The cost of delayed services, to children and to taxpayers
Experts say the issue with a young child with delays not receiving timely intervention is that they grow up, and the delays compound and become more difficult and costly to address.
Brigit Hurley, from the Children’s Agenda, said that when kids don't receive therapy when they’re younger, they head into public school with bigger issues, which cost more money.
"When you wait, it's a lot more expensive and you don't make as much progress with that child," Hurley said.
She said what can cost a couple thousand dollars from 0-3 years old costs taxpayers between $14,000 and $18,000 annually on the K-12 level.
"Not to mention the impact on that child and the family, and honestly, the community in the long term, because that child may need lots of services as an adult," Hurley said.

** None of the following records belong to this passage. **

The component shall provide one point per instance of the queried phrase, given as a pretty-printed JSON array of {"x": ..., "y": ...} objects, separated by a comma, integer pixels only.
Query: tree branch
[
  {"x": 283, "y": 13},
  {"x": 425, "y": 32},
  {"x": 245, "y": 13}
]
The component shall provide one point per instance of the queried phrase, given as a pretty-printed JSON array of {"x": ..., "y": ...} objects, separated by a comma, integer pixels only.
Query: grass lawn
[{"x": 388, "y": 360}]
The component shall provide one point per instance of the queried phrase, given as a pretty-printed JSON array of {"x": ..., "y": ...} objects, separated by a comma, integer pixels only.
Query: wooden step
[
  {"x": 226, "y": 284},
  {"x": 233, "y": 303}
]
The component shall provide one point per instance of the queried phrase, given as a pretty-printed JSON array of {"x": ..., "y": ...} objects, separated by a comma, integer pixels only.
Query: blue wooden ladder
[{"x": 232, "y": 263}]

Christy Bezrutczyk, the former early intervention therapist in Plattsburgh, now works for a pediatric office helping to address developmental delays. She’s also getting her Ph.D. through Johns Hopkins University, and her dissertation is on New York’s early intervention system.
She said she believes it’s no coincidence that New York ranks last in the country for delivery of early intervention therapy, and is also the highest user of special education services in the continental U.S.
"What does that tell you? When you kind of zoom back and you're looking at all of these kids that we could have provided early intervention services to," Bezrutczyk said.
She said anyone who’s studied childhood development can tell you, it matters when you address delays.
"Those numbers would decrease significantly if we were in there during those critical windows of brain development, and we're not."
She said children, their families, and their communities all pay the price, because in the end, the buck has to stop somewhere.